Abstract
In this interim report of research performed as part of the Bureau of Economic Geology's Tight Oil Resource Assessment (TORA) project, I provide documentation and insights gleaned from an ongoing regional stratigraphic analysis of the Bone Spring Formation (BSPG; Leonardian). The BSPG is a major unconventional oil target in the Delaware Basin of southeast New Mexico and west Texas. I will discuss some initial results made from analysis of basin-scale BSPG correlations, cross sections, gross interval isopach maps, and wireline-log facies maps.
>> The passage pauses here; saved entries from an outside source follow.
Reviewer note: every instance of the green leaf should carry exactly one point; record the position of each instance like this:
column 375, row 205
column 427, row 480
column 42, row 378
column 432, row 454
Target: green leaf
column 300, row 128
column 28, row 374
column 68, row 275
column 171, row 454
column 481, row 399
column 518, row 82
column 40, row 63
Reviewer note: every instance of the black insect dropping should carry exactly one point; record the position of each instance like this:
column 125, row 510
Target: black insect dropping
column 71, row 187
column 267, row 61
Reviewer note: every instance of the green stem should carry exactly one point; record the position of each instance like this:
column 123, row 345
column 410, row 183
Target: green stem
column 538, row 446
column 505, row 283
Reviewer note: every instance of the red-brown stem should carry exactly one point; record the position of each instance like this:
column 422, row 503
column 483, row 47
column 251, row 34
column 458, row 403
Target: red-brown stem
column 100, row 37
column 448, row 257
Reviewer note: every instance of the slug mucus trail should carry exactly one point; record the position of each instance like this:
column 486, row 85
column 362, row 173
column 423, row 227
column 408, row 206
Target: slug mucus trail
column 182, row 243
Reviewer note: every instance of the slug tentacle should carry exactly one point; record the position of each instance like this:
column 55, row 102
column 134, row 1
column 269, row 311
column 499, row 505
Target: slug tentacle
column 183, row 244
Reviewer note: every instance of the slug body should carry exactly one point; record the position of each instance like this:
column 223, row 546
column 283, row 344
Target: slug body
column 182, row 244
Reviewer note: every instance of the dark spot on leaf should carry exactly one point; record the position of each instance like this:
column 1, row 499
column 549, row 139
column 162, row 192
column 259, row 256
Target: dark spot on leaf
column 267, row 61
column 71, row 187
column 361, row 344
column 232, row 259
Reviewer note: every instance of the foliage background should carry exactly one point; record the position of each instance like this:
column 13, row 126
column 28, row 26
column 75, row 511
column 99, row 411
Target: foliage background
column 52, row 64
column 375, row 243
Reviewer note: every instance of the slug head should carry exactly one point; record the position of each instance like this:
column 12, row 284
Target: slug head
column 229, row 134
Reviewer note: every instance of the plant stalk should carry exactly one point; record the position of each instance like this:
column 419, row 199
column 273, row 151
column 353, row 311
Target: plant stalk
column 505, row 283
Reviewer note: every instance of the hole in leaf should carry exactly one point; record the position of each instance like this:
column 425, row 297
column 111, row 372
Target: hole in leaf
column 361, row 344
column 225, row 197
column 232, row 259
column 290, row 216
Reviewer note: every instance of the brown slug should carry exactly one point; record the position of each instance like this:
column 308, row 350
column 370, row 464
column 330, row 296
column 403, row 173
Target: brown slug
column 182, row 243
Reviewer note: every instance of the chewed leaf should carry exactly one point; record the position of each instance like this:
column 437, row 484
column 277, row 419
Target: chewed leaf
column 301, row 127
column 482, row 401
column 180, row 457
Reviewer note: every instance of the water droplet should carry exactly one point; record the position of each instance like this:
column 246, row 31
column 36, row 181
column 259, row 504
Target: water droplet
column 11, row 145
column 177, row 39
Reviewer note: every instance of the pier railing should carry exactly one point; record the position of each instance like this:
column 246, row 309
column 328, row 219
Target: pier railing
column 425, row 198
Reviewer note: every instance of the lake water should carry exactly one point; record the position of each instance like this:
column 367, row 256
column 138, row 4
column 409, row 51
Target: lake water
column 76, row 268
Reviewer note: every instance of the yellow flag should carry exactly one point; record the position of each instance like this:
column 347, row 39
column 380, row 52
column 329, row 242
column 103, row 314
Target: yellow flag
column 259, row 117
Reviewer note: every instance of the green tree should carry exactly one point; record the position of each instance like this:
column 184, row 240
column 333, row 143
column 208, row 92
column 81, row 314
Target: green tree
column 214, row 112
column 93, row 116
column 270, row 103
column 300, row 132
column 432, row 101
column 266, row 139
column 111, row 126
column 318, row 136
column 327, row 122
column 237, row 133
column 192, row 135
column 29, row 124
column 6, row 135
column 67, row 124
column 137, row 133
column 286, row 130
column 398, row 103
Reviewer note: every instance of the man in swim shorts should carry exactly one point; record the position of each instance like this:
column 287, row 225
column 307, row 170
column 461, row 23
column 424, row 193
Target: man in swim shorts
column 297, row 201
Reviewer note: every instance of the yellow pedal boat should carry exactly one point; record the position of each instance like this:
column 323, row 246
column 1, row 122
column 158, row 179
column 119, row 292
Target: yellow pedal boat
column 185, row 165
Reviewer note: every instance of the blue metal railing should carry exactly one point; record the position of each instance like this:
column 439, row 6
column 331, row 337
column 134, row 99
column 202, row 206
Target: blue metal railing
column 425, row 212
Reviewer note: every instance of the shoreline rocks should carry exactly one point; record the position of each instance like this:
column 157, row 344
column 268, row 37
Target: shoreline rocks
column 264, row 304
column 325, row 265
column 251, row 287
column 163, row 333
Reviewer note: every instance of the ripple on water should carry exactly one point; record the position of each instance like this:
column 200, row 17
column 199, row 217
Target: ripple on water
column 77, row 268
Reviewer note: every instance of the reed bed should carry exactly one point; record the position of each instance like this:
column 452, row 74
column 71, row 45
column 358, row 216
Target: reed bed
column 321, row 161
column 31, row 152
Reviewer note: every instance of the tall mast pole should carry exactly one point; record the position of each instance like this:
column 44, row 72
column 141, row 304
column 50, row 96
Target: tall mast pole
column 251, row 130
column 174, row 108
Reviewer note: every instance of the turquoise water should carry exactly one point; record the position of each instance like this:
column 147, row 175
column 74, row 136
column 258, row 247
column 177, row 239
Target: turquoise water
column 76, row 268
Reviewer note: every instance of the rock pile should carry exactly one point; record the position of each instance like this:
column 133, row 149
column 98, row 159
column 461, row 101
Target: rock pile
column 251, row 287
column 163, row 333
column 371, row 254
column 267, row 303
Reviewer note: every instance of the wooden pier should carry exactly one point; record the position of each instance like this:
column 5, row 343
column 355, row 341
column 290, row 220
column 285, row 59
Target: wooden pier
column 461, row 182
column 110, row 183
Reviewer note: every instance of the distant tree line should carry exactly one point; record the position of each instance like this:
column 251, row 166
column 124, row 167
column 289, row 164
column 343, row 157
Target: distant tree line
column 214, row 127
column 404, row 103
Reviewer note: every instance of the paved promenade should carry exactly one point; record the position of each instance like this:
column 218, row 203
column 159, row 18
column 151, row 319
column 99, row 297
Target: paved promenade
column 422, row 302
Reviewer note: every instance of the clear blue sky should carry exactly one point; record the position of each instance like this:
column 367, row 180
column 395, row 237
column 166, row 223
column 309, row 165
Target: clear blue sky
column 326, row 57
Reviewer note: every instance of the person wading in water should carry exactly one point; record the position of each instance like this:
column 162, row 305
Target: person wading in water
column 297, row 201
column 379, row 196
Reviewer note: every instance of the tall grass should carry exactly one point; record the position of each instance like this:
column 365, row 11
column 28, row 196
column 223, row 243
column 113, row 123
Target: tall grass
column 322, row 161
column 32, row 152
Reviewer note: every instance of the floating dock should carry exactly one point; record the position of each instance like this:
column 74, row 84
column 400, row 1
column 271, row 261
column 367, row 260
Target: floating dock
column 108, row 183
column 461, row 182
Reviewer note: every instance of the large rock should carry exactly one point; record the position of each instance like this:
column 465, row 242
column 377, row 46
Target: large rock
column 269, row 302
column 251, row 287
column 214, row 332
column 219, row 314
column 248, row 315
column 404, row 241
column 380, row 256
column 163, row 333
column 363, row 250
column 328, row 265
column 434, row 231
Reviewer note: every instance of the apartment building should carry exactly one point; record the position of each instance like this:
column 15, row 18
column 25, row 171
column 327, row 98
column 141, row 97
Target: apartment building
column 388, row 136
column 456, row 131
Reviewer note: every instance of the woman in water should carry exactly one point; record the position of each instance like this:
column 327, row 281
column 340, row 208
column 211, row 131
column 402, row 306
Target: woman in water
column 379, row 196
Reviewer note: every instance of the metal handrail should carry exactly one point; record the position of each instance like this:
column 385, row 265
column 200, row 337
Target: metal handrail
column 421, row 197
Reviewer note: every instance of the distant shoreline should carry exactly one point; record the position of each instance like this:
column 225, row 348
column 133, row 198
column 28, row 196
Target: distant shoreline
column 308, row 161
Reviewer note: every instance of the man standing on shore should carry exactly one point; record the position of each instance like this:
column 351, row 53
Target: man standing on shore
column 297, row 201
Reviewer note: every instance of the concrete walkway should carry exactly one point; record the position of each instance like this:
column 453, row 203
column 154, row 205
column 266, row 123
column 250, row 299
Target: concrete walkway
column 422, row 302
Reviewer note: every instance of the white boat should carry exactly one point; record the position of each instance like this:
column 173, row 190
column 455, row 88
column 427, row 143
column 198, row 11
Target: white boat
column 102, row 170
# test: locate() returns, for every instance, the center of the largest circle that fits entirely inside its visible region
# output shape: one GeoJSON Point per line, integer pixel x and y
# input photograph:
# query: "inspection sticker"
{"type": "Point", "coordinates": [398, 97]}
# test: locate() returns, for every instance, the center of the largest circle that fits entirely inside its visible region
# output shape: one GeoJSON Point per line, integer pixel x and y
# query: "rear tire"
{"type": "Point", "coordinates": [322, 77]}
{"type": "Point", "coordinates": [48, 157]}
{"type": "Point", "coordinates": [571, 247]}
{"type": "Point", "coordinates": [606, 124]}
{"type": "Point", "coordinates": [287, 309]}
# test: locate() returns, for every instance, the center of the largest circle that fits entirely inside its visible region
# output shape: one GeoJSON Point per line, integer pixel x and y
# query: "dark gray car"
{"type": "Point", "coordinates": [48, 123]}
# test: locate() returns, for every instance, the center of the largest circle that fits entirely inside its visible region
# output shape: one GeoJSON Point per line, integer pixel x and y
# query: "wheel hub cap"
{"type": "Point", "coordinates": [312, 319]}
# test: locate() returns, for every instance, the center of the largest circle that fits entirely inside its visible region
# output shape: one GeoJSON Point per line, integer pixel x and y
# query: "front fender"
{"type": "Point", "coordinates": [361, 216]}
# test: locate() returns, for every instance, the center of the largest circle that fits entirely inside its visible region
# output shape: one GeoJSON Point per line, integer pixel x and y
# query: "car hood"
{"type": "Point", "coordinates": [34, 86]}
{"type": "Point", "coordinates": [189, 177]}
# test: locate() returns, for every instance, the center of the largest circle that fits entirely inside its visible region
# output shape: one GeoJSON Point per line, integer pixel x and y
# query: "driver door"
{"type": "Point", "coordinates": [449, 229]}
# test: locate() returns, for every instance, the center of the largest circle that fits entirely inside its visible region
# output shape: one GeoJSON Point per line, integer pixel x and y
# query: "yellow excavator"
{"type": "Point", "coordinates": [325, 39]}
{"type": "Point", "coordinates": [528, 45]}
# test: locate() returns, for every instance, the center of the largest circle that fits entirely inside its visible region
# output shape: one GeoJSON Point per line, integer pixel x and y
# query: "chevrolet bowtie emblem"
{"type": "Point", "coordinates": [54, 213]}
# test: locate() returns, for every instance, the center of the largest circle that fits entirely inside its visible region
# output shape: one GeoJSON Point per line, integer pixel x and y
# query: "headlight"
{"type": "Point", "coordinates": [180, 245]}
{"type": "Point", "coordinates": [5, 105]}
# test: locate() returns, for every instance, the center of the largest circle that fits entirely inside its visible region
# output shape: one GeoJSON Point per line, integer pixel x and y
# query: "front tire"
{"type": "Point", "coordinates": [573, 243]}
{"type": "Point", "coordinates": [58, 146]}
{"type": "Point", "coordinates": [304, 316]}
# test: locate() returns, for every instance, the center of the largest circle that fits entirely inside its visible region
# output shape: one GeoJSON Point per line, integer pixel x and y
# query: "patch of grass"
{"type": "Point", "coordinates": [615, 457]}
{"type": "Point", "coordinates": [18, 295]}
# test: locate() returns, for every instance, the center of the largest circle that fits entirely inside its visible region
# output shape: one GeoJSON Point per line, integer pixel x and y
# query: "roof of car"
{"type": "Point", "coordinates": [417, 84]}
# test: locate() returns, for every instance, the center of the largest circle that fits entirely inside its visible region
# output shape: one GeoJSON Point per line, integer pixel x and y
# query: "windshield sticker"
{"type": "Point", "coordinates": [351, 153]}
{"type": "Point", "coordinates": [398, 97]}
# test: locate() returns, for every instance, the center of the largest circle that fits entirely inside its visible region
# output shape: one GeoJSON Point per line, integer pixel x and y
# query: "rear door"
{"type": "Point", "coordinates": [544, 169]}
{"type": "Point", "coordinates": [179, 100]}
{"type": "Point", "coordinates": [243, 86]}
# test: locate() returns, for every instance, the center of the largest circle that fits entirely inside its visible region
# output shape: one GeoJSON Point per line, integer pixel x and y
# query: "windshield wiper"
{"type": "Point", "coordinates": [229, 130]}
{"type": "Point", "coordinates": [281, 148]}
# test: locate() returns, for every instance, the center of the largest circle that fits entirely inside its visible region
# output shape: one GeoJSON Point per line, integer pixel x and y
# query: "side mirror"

Wireline geophysical logs from 18,374 vertical wells comprise the foundation of the data base. The initial BSPG stratigraphic framework was established by building a regional network of cross sections. In establishing these cross sections, eight (8) BSPG mappable units were distinguished based on detailed analysis of wireline logs. Infill correlations made on logs from approximately 3,800 wells have provided a relatively high spatial resolution stratigraphic framework. The resulting stratigraphic architecture, which is comprised of a multitude of “formation tops” that define the eight geological mapping units distinguished in the BSPG, provides a framework for 3D geomodeling. As such, stratigraphic framework informs all of the more ‘downstream’ producibility analyses, e.g., frac parameters, well spacing, etc., that enable stratigraphically- and geographically-specific engineering and economic decisions to be made.
Bone Spring carbonate-dominated units are generally much thicker (up to 3,000 ft; 915 m) immediately adjacent to shelf margin sources and they typically thin into the basin. Carbonate materials were shed off the adjacent shelves by gravity and current-driven forces and formed thick, carbonate-dominated slope deposits during highstands of relative sealevel. The slope deposits are primarily composed of limestone and dolomite facies, represented by chaotic amalgamations of slumps, slide blocks, debris flows, gravity flows, and turbidites. BSPG siliciclastic unit isopach maps tend to be thickest in the basin center and thin toward the basin margins, suggesting that these sediments largely bypassed the carbonate-dominated slopes and infilled the deep basin during lowstands. Recent mapping however, suggests that there may be sandstone-dominated slope fan complexes locally. Confirmation of the latter interpretation will require additional infill correlations in the shelf-margin areas that rim the Delaware Basin.
A BSPG-specific gamma-ray-resistivity wireline facies model has been developed and applied basin wide. Although this methodology is a work in progress, initial mapping of net sandstone and net carbonate wireline facies show promising results. Improved resolution of sediment input fairways and intrabasin sediment distribution patterns are evident in the wireline facies maps.
To my knowledge, there are no published works that provide a quantitative accounting of the stratigraphy and facies distributions of the BSPG at a basin-wide scale. Given the comprehensive scale and scope of this TORA project subtask, when completed, these results may well provide the first, publicly available, stratigraphic characterization of the Bone Spring Formation spanning the entire Delaware Basin.